Together, Cheadle presents Samir as a devout Muslim of warring loyalties about as much as Nachmanoff treats him like a vacuum of motivation. He is a capable and conflicted man, to be sure, but one who is only as smart and subdued as necessary, compelled to act in the name of plot rather than personality. After all, would a man who so frequently keeps ahead of the authorities really make a point of visiting his estranged girlfriend (Archie Panjabi) in Chicago, other than to let them catch up? Speaking of which, Pearce's Clayton is a similarly well-developed foil -- the son of a preacher man, natch -- who seems to exist solely to catch the man in his sights and offer some understanding along the way, just as his partner (Neal McDonough) runs hot-headed in contrast to his own cool, reasoned logic.

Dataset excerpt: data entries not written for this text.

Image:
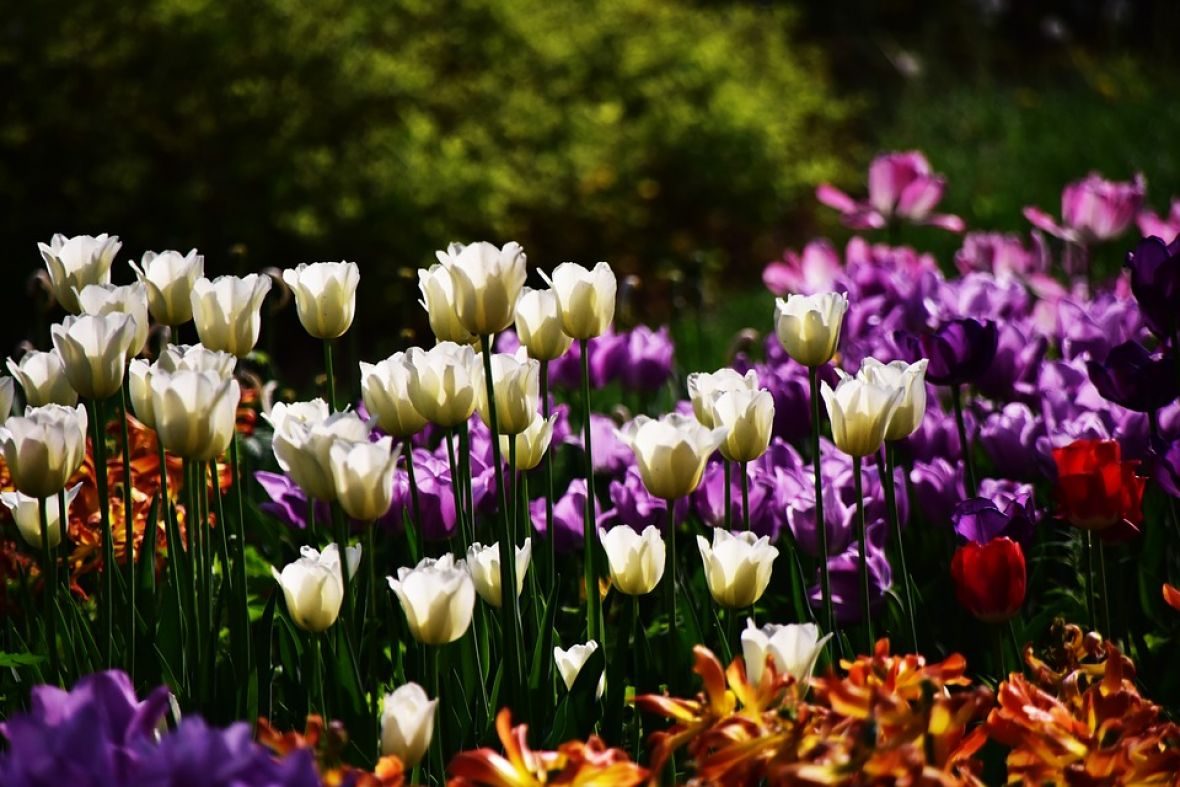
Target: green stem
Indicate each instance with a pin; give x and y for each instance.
(594, 610)
(330, 374)
(510, 609)
(865, 603)
(98, 417)
(896, 519)
(964, 445)
(820, 523)
(129, 526)
(50, 594)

While a dominating motivation never seems to manifest entirely beyond a good-guy/bad-guy dichotomy, director/co-writer Nachmanoff keeps the context and conscience of their actions sensible. He gets that, while terrorism will always have its extremists, it also needs its pawns; that the real fight comes together on the smaller streets of the biggest cities; and that more than one side can claim itself to be right and righteous in a jihad. From the technical end, Mark Kilian's score, J. Michael Muro's cinematography, and Billy Fox's editing only serve to again keep things moving, with Samir traveling to a near dizzying number of North American and European locations, and it's this momentum that particularly keeps the film from being more derivative than it is gripping.

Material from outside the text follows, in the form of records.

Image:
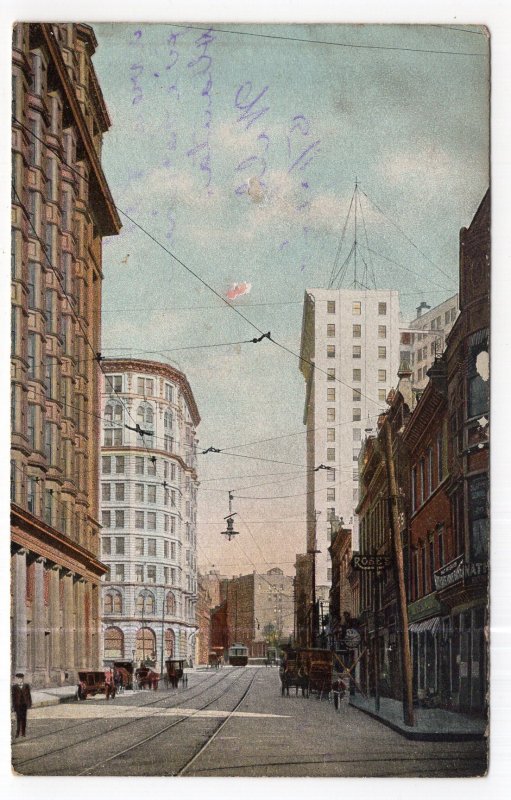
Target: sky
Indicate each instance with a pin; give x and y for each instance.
(239, 154)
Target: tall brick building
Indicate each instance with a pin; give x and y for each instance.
(259, 604)
(61, 210)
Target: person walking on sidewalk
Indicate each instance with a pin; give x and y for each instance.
(21, 702)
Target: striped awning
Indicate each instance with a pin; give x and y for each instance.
(432, 625)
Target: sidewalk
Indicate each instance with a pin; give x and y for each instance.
(53, 696)
(431, 724)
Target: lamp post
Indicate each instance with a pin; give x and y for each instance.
(314, 610)
(143, 594)
(162, 627)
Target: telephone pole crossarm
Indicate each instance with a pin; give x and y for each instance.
(397, 547)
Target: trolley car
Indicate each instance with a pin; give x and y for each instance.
(238, 655)
(176, 672)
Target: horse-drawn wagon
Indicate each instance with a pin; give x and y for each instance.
(93, 682)
(123, 674)
(214, 659)
(319, 666)
(146, 678)
(175, 672)
(293, 672)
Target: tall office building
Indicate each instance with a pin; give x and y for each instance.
(61, 210)
(148, 512)
(426, 336)
(351, 336)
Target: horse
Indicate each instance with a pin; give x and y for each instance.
(293, 675)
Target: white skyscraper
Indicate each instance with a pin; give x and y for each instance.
(352, 338)
(148, 512)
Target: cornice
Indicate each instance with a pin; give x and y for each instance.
(31, 532)
(156, 368)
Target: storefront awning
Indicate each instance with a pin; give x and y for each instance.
(432, 625)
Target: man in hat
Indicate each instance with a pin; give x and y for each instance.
(21, 702)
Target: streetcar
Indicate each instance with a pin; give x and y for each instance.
(176, 672)
(238, 655)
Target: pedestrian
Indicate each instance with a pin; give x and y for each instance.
(21, 702)
(109, 685)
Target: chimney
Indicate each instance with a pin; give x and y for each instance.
(405, 384)
(421, 308)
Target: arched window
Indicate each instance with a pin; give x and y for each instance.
(114, 643)
(145, 603)
(113, 603)
(169, 642)
(145, 419)
(113, 424)
(170, 603)
(146, 645)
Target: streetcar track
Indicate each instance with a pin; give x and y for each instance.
(66, 728)
(216, 732)
(131, 721)
(326, 760)
(152, 736)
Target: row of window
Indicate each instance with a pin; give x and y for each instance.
(425, 560)
(428, 473)
(144, 520)
(144, 573)
(330, 351)
(144, 493)
(357, 377)
(356, 308)
(356, 331)
(143, 547)
(145, 386)
(143, 466)
(145, 603)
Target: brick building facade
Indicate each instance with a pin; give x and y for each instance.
(61, 210)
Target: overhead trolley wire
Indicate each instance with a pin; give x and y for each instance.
(330, 43)
(208, 286)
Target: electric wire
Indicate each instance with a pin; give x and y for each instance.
(322, 42)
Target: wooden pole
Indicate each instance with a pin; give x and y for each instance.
(397, 547)
(376, 653)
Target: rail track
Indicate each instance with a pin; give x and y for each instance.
(159, 701)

But what's to say that a more agreeable compromise between fundamentalist examination and run-and-gun thriller couldn't have been crafted out of this same material? At least Jason Bourne found himself to be a wronged patriot and set out to hold responsible a government that led him astray; in contrast, Samir Horn boasts no similar arc, nearly no potent arc whatsoever, and the film as a whole seems equally afraid of believing in something greater. Clever in its writing and confident in its direction, Traitor is rarely as compelling when it comes to its drive. It's a thriller that ultimately runs for the sake of running, and we watch for the sake of the chase, and while it's a chase that certainly proves better than most, it's also one that is good enough to have been even better than that.